Associate Prof David Menkes and Prof Graham Mellsop, Department of Psychological Medicine, Waikato Clinical School, University of Auckland, comment:
“The launch of DSM-5 this weekend will rightly attract media interest from around the world. Mental disorders are common in New Zealand, as everywhere, and because of their complexity, are challenging to understand both for mental health professionals and the public.
“Systems of classification, such as DSM-5, are important because they shape our understanding of what constitutes illness and, in large measure, what we can do about it.
“There are both benefits and harms that can come from use of a classification system, and DSM-5 is no exception. It’s important to keep the benefits in mind but also to be fair and honest in the criticism of such systems. With regard to DSM-5, the main criticisms are likely to centre on ‘overdiagnosis’, the process by which medical diagnoses are applied inappropriately and/or harmfully. For example, using DSM-5 criteria, normal human sadness following bereavement (or being forced to resign from parliament) may be inappropriately labeled as a medical illness “major depression”. Such labels may not help clinicians understand their patients, nor do they necessarily provide guidance on what intervention — if any — is appropriate.
“On the other hand, it should be borne in mind that diagnosing depression can also be useful, even life-saving, in many cases. Human beings are complex, and a simple criterion-based or ‘checklist’ diagnosis may not be as valid as that offered by a perceptive, skilled and highly-trained clinician.

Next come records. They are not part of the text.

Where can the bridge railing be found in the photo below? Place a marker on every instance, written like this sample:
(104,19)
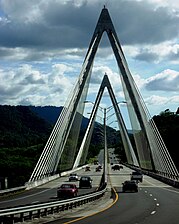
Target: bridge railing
(29,212)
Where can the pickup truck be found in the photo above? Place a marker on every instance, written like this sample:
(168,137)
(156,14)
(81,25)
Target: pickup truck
(137,176)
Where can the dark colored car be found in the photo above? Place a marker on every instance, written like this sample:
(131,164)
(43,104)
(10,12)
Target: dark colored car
(85,182)
(73,177)
(98,169)
(116,167)
(87,168)
(130,185)
(138,176)
(67,191)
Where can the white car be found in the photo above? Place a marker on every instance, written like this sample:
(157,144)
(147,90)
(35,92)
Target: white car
(73,177)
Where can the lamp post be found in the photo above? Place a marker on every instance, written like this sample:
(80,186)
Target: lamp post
(104,177)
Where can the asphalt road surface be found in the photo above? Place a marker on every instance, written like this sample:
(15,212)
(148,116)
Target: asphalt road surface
(155,203)
(48,192)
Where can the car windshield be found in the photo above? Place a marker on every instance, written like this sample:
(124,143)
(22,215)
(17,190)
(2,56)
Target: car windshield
(85,178)
(67,186)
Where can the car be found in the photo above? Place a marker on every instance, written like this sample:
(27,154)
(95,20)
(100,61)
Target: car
(85,182)
(73,177)
(136,175)
(67,191)
(130,185)
(116,167)
(98,169)
(87,168)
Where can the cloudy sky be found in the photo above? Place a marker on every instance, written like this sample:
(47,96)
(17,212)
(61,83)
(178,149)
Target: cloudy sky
(43,44)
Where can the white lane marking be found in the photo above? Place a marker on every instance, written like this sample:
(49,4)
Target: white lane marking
(170,190)
(34,202)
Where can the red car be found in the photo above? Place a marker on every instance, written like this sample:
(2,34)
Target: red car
(67,191)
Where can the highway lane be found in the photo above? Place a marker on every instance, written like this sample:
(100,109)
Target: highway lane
(155,203)
(47,192)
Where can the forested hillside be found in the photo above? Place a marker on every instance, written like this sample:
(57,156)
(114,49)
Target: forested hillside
(24,131)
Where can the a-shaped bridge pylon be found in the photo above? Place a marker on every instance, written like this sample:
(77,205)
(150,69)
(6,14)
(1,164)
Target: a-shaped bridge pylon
(131,157)
(152,153)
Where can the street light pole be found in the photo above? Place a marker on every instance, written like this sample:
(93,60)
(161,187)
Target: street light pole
(105,149)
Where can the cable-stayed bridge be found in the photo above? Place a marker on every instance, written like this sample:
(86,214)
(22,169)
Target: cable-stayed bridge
(63,148)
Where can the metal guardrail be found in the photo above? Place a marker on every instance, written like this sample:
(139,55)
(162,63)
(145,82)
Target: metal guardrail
(12,190)
(166,180)
(23,213)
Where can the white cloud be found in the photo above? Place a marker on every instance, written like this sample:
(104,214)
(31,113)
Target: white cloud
(168,80)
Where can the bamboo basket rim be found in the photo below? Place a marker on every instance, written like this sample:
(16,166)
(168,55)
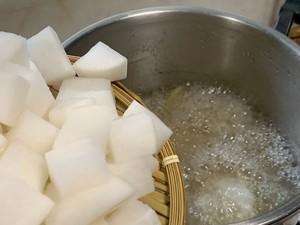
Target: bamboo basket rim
(169,198)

“There is also the issue of diagnostic complexity. DSM-5 contains approximately 400 separate diagnostic entities. Surveys of New Zealand and overseas psychiatrists showed that most would prefer simpler (and arguably more valid) classifications with less than 100 entities. Related to DSM’s complexity and the problem of overdiagnosis is the concept of ‘comorbidity’, where multiple mental disorders may coexist in the same individual at the same time. Many experts believe that DSM-5 will foster such needless labeling when the real issue is the complexity of the underlying disorder.

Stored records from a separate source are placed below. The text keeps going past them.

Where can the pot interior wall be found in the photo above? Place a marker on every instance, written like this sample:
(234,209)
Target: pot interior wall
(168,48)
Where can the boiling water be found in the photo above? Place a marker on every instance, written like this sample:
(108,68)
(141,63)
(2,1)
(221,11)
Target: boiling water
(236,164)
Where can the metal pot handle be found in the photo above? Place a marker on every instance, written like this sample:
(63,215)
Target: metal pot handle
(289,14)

“Many of the diagnostic categories in DSM-5 are based on symptoms reported to the clinician. Such symptoms are subjective and of doubtful validity in many cases. The results of clinical trials, for example of antidepressants, are also often based on improvement in the same subjective symptoms. Recently there has been increasing emphasis on function as a criterion of illness, need for treatment, and as a marker of recovery. Unfortunately DSM-5 seems to do little to support this important development.
“Finally, DSM classifications were developed in North America in part to determine Americans’ access to treatment and how psychiatrists are paid. This is of questionable relevance to the needs of New Zealanders and our smaller, more efficient healthcare system.”